Alexander Scarlat, MD is a physician and data scientist, board-certified in anesthesiology with a degree in computer sciences. He has a keen interest in machine learning applications in healthcare. He welcomes feedback on this series at email@example.com.
- An Introduction to Machine Learning
- Supervised Learning
- Unsupervised Learning
- How to Properly Feed Data to a ML Model
- How Does a Machine Actually Learn?
- Artificial Neural Networks Exposed
- Controlling the Machine Learning Process
- Predict Hospital Mortality
Predict Length of Stay
In this article, we’ll walk through another end-to-end ML workflow while predicting the hospital LOS of ICU patients. The data is a subset of MIMIC3 – Multiparameter Intelligent Monitoring in Intensive Care – a de-identified, ICU, freely available database. Using a recipe detailed in my second book “Medical Information Extraction & Analysis: From Zero to Hero with a Bit of SQL and a Real-life Database,” I’ve summarized MIMIC3 into one table with 58,976 instances. Each row represents one admission. This table has the following columns, similar to the last article:
- Age, gender, admission type, admission source
- Daily average number of diagnoses
- Daily average number of procedures
- Daily average number of labs
- Daily average number of microbiology labs
- Daily average number of input and output events (any modification to an IV drip)
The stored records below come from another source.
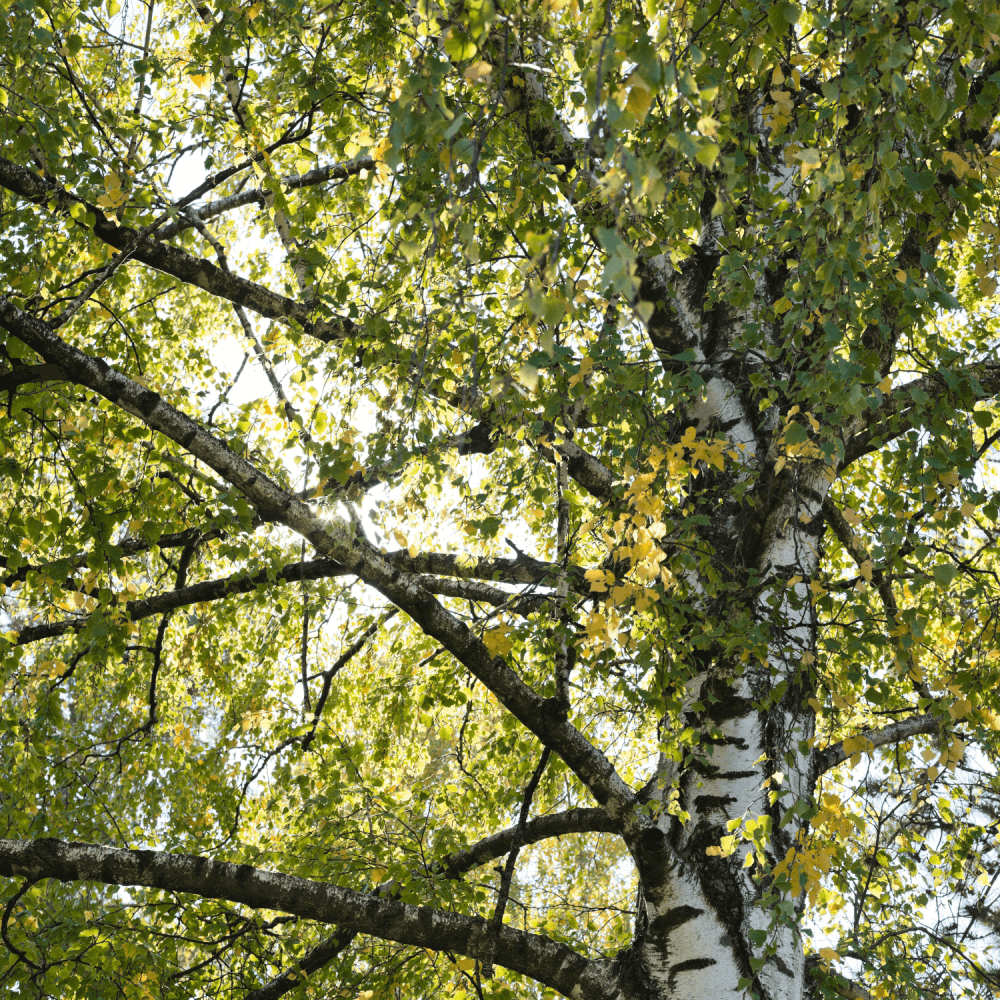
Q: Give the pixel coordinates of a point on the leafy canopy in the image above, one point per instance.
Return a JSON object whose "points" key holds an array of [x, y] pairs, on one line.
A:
{"points": [[398, 257]]}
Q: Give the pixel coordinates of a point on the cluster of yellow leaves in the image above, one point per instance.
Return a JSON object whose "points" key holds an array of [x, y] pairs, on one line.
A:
{"points": [[801, 450], [805, 864], [113, 196], [634, 538]]}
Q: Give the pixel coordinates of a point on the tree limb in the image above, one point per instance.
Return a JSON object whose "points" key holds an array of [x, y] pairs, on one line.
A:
{"points": [[340, 541], [914, 725], [894, 416], [452, 866], [320, 175], [555, 965], [173, 261]]}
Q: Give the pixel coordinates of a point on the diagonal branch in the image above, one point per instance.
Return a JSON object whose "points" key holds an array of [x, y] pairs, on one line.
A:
{"points": [[258, 196], [339, 541], [173, 261], [913, 725], [555, 965], [896, 414], [452, 866]]}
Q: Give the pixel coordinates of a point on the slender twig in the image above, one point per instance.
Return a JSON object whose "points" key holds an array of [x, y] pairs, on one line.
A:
{"points": [[507, 873]]}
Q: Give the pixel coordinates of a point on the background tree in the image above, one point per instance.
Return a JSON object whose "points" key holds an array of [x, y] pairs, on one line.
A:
{"points": [[586, 583]]}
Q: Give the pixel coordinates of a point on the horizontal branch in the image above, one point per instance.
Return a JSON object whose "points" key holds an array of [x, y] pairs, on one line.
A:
{"points": [[22, 374], [496, 845], [320, 175], [556, 965], [895, 415], [488, 849], [338, 540], [173, 261], [914, 725], [197, 593]]}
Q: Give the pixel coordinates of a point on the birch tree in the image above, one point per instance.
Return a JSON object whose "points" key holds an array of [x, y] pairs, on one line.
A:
{"points": [[499, 499]]}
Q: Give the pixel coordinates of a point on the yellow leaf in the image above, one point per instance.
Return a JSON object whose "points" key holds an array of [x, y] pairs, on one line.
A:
{"points": [[496, 641], [708, 126], [809, 159], [478, 71], [956, 162], [851, 516], [640, 98]]}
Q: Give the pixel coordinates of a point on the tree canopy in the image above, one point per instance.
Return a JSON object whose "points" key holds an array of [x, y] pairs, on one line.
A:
{"points": [[499, 499]]}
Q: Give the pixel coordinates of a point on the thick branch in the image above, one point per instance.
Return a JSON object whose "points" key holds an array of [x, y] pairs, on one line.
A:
{"points": [[895, 415], [339, 541], [207, 590], [555, 965], [22, 374], [914, 725], [170, 260], [452, 866], [320, 175]]}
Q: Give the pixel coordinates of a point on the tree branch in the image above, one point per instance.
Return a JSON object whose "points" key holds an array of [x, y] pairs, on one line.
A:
{"points": [[320, 175], [452, 866], [894, 415], [340, 541], [553, 964], [914, 725], [173, 261]]}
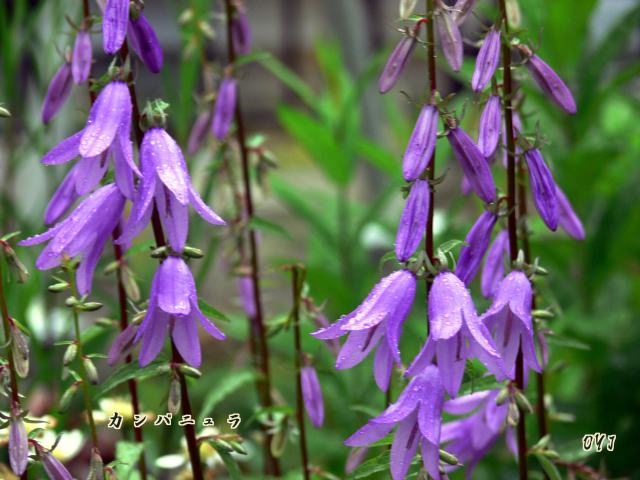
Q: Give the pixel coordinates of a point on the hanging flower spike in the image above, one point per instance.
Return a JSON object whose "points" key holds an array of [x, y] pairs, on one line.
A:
{"points": [[114, 25], [57, 93], [509, 317], [474, 165], [493, 270], [225, 108], [418, 413], [83, 233], [312, 395], [549, 81], [413, 221], [173, 306], [396, 63], [450, 39], [543, 188], [165, 177], [456, 333], [477, 241], [487, 61], [489, 127], [421, 144], [82, 57], [567, 218], [145, 43], [381, 315]]}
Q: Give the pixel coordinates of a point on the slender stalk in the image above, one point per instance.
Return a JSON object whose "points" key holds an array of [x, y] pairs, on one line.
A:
{"points": [[512, 219], [296, 280], [272, 465]]}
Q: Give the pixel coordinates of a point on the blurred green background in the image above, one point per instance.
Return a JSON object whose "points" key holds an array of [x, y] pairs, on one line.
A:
{"points": [[334, 201]]}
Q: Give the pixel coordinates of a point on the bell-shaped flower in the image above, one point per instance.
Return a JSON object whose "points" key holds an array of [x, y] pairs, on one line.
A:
{"points": [[173, 308], [145, 43], [82, 234], [377, 320], [57, 93], [455, 333], [567, 217], [166, 179], [421, 144], [509, 318], [474, 165], [413, 220], [543, 188], [477, 242], [487, 61], [493, 270], [417, 414], [82, 57]]}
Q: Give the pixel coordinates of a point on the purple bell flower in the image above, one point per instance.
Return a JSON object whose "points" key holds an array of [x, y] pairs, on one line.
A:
{"points": [[509, 318], [456, 333], [396, 63], [83, 233], [450, 39], [421, 144], [145, 43], [413, 221], [381, 315], [543, 188], [417, 413], [82, 57], [490, 127], [165, 177], [493, 270], [567, 218], [487, 61], [114, 25], [225, 108], [477, 241], [173, 306], [312, 395], [474, 165], [57, 93]]}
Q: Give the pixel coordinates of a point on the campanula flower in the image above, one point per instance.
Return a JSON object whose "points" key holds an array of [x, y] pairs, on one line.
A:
{"points": [[417, 414], [413, 220], [173, 307], [456, 333], [477, 241]]}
- Daily average number of prescriptions and orders
- Daily average number of chart events
- Daily average number of procedural events (insertion of an arterial line)
- Daily average number of callouts for consultation
- Daily average number of notes (including nursing, MD notes, radiology reports)
- Daily average number of transfers between care units
- Total number of daily interactions between the patient and the hospital (a summary of all the above)
Using the daily averages of interactions allows the ML model to predict the LOS on a daily basis, as these averages are being modified on a daily basis.
I’ve removed mortality from this dataset as I don’t want to provide hints to the model in the form of mortality = short LOS. Besides, when asked to predict LOS, the model should not be aware of the overall admission outcome in terms of mortality as it may be considered data leaked from the future.
The hospital LOS in days is the label of the dataset, the outcome we’d like the ML model to predict in this supervised learning exercise.
We will approach the LOS prediction challenge in two ways:
- Regression to arbitrary values – predict the actual number of days a specific admission is associated with
- Classification to several groups – predict to which class the admission belongs to (low, medium, high, very high LOS)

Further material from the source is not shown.